Chance of recovery from the solid anhydrite clliff wall: zero.

Not a tragedy in this case, because if we look more closely:


This crystal cluster is badly damaged, as is most often the case when one finally finds one!
(Sorry it’s not a better photo – no studio lights or reflectors available
under the overhang of a shoreline cliff in seawater…)

For cluster of howlite crystals, life at the locality is precarious. The waves themselves are obviously instrumental, exposing the crystals in the first place.  However, during storms, the waves can move rock around… not good. The seawater itself is also key, and yet prolonged exposure can leave the howlite crystals with a frosty appearance – not so sharp. And since this is Canada, there is also the ice to think about… in winter and early spring, the ice is a problem particularly when blocks of ice are floating freely and grind up against the cliffs and rock exposures.
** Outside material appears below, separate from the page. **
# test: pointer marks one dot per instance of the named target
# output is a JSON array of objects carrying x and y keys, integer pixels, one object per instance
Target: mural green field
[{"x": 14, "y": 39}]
So that’s a snapshot of the howlite collecting experience. It takes work, but also good luck and exceptional timing. Collecting anything as good as the ones on the website is not a common occurrence – I have not, personally.  The howlites on the website were collected over a period of years by Nova Scotia collectors, procured as the result of many visits.

To see photographs of howlite crystals available on the website, click here.

Please Use Caution!
This loaclity may look gentle and mild in some of the photographs here, but absolutely don’t underestimate it – please be careful if you ever visit. Any arrangements in this area must be made with careful consideration of the weather conditions – mistakes in this regard can literally be fatal. As my one little tale above confirms, weather conditions at  Bras D’Or Lake can change incredibly rapidly. One must always have an eye on managing a safe exit!
No visit to this locality should ever be made alone. The access areas are steep and dangerous. The slopes are loose and there are loose rocks overhead.
This post does not constitute advice or recommendation to travel to the locality and any decision to do so is each person’s own risk and responsibility. Adherence to applicable law and respect of private property are fundamental, and each of us is individually responsible – for ourselves, families and friends, and to the mineral collecting community as a whole – to be compliant and respectful at all times. If you are crossing or conducting any activity on private property, appropriate permissions must be obtained.